UNDER EMMA’S SWIFT DIRECTION, AUGUST HELPED HER remove the IVs. I took socks and a sweater from the suitcase in the corner—Leander’s—and helped him into them, taking care to lean in closely to his ear to whisper, “Is she hurting you?”
“She isn’t,” he said, his voice strangely strong. “He is.”
Alistair? August? The latter was putting an arm under his legs now to help turn him off the bed and put him into the wheelchair.
“Get off me,” Leander said, and stood. “I’m fine.”
“Where is Dr. Michaels?” Holmes was asking her mother. “Where is she being kept?”
“In my room,” Emma said. “Your brother had a camera put there—is he secure? Leander, are you ready to go?” I was shocked to hear her speak to him with such gentleness.

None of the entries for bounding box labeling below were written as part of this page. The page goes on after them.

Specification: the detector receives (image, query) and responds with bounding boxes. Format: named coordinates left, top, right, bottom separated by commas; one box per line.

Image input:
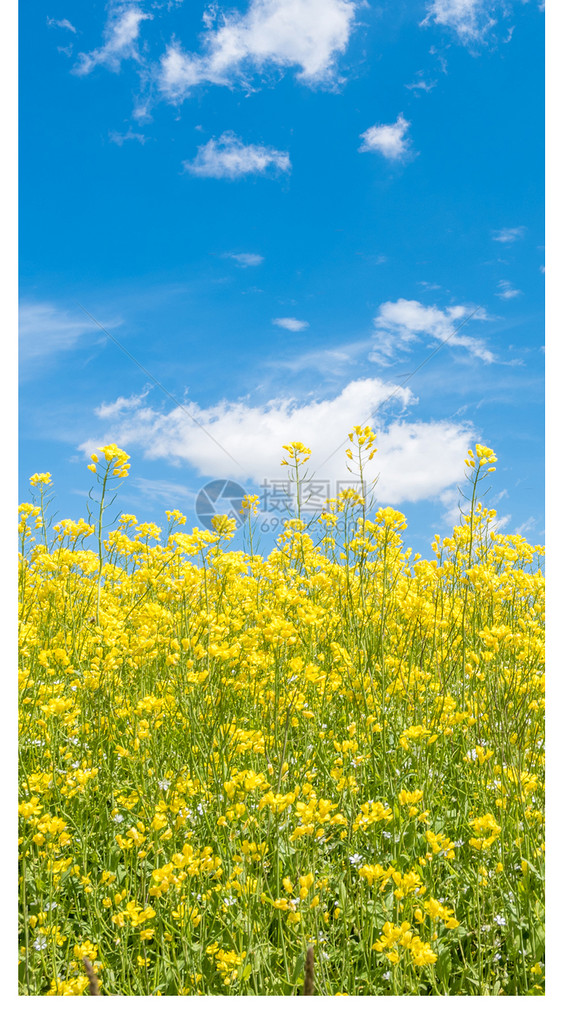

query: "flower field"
left=18, top=427, right=544, bottom=996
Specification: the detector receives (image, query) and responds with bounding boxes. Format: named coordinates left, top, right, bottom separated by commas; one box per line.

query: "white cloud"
left=132, top=478, right=194, bottom=510
left=496, top=279, right=522, bottom=299
left=369, top=299, right=495, bottom=364
left=404, top=71, right=437, bottom=91
left=95, top=390, right=148, bottom=419
left=271, top=317, right=310, bottom=331
left=421, top=0, right=502, bottom=44
left=158, top=0, right=359, bottom=101
left=47, top=17, right=76, bottom=34
left=183, top=131, right=291, bottom=179
left=223, top=254, right=264, bottom=268
left=359, top=113, right=410, bottom=160
left=81, top=377, right=476, bottom=504
left=74, top=4, right=152, bottom=75
left=492, top=225, right=524, bottom=243
left=110, top=130, right=146, bottom=148
left=19, top=301, right=98, bottom=363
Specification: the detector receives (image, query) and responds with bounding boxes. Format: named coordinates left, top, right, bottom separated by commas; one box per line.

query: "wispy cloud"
left=370, top=299, right=495, bottom=364
left=271, top=340, right=372, bottom=377
left=94, top=390, right=148, bottom=419
left=74, top=4, right=152, bottom=75
left=404, top=70, right=437, bottom=91
left=110, top=130, right=146, bottom=148
left=496, top=279, right=522, bottom=299
left=515, top=514, right=537, bottom=535
left=492, top=225, right=524, bottom=243
left=421, top=0, right=503, bottom=44
left=47, top=17, right=76, bottom=34
left=359, top=113, right=411, bottom=161
left=223, top=254, right=264, bottom=268
left=132, top=477, right=195, bottom=510
left=19, top=300, right=102, bottom=365
left=158, top=0, right=360, bottom=101
left=80, top=377, right=475, bottom=504
left=271, top=317, right=310, bottom=331
left=183, top=132, right=291, bottom=179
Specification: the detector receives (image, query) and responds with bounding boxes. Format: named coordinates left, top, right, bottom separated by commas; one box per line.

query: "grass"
left=19, top=428, right=544, bottom=996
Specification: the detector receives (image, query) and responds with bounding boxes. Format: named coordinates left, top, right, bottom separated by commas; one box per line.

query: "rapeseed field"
left=18, top=427, right=545, bottom=996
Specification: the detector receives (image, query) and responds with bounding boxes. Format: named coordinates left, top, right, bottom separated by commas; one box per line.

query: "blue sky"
left=19, top=0, right=545, bottom=554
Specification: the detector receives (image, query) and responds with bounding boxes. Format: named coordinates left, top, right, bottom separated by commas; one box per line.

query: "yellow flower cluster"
left=18, top=438, right=545, bottom=996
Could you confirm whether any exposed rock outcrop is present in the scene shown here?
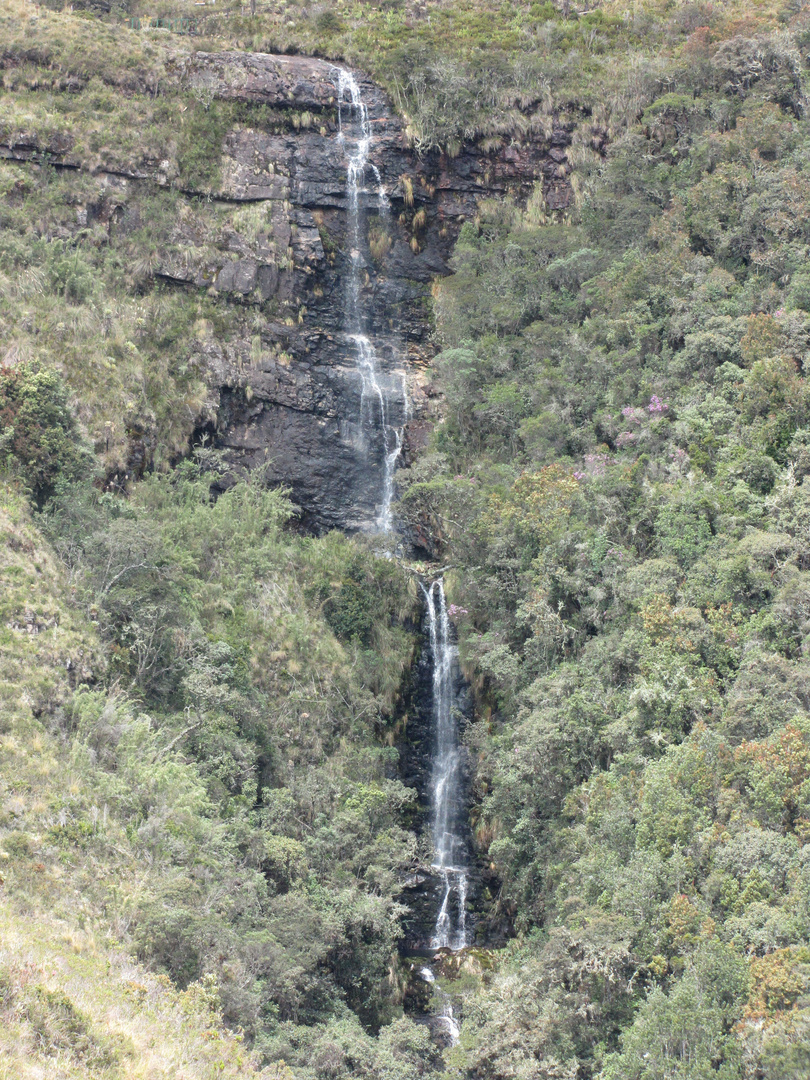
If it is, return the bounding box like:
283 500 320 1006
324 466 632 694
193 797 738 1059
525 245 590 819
0 52 570 530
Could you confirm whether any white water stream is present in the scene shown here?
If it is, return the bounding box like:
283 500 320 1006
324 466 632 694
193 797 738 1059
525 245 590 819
422 579 470 951
336 68 409 532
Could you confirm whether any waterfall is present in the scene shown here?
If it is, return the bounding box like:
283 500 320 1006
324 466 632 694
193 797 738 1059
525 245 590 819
419 968 461 1047
422 579 470 950
336 68 409 532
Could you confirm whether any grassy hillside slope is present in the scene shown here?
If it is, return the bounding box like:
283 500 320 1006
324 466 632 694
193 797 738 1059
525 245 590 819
0 0 810 1080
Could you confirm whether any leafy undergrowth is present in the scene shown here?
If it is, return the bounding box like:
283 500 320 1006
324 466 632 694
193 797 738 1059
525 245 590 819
0 475 424 1078
0 487 283 1080
401 5 810 1080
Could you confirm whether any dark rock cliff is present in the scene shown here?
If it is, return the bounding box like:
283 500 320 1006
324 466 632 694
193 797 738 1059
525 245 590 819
0 53 570 530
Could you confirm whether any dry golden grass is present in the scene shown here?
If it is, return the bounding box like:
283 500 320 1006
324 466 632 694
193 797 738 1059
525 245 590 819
0 904 292 1080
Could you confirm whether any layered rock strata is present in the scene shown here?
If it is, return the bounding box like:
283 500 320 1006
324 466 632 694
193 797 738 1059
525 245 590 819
0 52 570 530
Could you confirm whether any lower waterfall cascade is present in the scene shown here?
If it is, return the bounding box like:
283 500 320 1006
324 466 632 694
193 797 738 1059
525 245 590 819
422 578 470 951
335 61 472 1045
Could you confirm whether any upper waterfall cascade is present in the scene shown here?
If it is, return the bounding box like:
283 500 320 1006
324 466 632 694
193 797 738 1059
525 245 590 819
422 579 470 950
336 68 409 532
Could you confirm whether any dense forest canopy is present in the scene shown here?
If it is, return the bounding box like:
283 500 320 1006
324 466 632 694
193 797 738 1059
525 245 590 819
0 0 810 1080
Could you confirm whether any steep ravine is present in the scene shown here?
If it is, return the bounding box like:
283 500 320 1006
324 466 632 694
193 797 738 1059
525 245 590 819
0 53 570 1041
0 52 570 531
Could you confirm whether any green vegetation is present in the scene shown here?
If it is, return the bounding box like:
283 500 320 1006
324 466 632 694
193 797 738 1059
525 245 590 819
402 4 810 1080
0 0 810 1080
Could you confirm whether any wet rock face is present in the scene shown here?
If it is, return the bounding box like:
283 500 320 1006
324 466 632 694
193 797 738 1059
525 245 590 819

“Fastest way out,” I said. “The window we came in?”
“Done.” Emma Holmes was pulling things from the suitcase—a pair of passports, an envelope, scarves and gloves and a hat—and stuffing them into the pockets of her lab coat. “Go,” she said. “I’ll follow.”
We ran. Leander kept pace behind us, moving far too quickly for a man who looked as debilitatingly ill as he did. The window was just ahead, but there were footsteps, now, above our heads, the scuffle-run of someone moving too quickly for grace.
August hoisted himself up out of the window. “Here,” he said to me, “help him up.”
“Oh, for God’s sake,” Leander said. “Come on, Charlotte. Move.”
I grasped her waist and lifted her high enough that August could pull her out onto the snowy ground. Leander went next; I made a cradle with my hands and boosted him up and out.